Living traditions
I read the Wall Street Journal not daily but frequently, and while I appreciate the breadth of the coverage and the quality of the writing, I often find something to fuss with on the editorial pages. In the case of Russell D. Moore's article "Where have all the Presbyterians gone? Nondenominational churches are the fastest growing in the country," it seemed again as if the paper's editors, particularly the one who created the headline, are gleeful about the travails of mainline Protestant churches. And it appears that someone has decided that Presbyterianism can stand for what is wrong in mainline churches, especially with their propensity to adopt progressive political views—in opposition to the Journal's.
Despite the headline, Moore, dean of the Southern Baptist Theological Seminary in Louisville, Kentucky, never mentions Presbyterians except in a list of denominations with which fewer and fewer American Christians identify. "Are we witnessing the death of America's denominations?" Moore asks, and he points out that "more and more Christians choose a church not on the basis of its denomination" but on the basis of practical matters such as the nursery and the music. This is not new information. Every sociologist of religion I know relates that shift to our individualistic, consumer culture.

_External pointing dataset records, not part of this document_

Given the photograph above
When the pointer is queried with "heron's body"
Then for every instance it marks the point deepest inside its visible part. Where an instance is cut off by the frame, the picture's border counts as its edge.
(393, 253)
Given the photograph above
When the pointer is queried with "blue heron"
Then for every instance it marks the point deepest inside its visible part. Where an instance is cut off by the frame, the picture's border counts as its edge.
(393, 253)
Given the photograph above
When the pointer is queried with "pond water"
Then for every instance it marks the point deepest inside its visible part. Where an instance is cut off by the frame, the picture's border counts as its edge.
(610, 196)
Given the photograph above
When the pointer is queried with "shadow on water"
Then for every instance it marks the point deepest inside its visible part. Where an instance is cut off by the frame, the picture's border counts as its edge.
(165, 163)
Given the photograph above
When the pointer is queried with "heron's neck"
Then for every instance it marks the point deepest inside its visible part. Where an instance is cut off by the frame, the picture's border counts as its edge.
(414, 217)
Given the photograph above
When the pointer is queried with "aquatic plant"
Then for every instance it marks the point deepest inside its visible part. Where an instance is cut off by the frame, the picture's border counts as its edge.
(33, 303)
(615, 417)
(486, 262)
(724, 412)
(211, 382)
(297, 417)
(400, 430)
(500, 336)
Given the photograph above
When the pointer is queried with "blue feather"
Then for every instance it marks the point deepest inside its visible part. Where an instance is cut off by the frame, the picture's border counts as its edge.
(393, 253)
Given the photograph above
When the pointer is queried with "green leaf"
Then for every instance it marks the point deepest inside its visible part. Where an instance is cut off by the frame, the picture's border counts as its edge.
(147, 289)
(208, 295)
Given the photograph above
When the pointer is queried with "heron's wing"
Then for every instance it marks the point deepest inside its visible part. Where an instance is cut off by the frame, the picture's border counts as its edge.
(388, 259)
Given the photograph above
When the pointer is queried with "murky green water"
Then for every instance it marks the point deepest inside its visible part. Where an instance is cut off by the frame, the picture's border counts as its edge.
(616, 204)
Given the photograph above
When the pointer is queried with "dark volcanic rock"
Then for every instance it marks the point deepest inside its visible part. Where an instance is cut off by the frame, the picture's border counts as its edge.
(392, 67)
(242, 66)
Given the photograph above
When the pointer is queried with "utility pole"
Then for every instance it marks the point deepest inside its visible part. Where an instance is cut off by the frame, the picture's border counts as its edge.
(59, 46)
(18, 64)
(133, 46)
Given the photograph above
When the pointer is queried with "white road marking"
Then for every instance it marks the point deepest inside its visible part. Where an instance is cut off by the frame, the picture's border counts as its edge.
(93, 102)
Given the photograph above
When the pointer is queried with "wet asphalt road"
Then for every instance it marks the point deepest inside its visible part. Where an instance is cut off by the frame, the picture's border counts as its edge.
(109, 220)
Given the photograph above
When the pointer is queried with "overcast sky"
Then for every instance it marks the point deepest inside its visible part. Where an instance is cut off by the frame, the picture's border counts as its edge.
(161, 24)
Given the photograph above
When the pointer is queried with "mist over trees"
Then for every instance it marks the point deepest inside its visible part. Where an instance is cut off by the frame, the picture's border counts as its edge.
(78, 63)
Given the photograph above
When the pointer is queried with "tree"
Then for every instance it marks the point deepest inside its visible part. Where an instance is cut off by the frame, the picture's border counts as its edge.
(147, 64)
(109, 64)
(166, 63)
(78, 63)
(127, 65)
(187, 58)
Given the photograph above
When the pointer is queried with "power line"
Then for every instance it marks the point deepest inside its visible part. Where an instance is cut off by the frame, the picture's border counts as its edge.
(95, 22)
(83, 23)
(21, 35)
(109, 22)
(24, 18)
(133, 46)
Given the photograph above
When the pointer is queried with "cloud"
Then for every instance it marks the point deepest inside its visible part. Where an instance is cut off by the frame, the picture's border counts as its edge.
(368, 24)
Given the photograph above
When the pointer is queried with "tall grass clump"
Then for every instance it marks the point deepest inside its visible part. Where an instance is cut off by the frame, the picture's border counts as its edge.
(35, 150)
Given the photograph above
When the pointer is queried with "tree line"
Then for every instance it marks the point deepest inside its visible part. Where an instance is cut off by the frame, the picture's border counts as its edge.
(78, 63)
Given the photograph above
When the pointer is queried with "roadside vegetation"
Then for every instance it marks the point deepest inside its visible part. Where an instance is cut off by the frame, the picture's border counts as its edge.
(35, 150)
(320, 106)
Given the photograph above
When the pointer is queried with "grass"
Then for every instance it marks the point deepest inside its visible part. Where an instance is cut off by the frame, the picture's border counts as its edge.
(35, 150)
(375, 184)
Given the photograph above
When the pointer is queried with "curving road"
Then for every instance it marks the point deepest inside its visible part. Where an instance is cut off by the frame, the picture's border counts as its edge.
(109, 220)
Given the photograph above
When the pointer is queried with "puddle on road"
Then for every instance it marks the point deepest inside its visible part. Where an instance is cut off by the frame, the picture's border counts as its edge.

In The Jesus Way, Eugene Peterson says that "the great American innovation in congregation is to turn it into a consumer enterprise. It didn't take long for some of our brothers and sisters to develop consumer congregations . . . [that convey] the gospel in consumer terms: entertainment, satisfaction, excitement, adventure, problem solving, whatever." But as Peterson concludes, "This is not the way God brings us into conformity with the life of Jesus."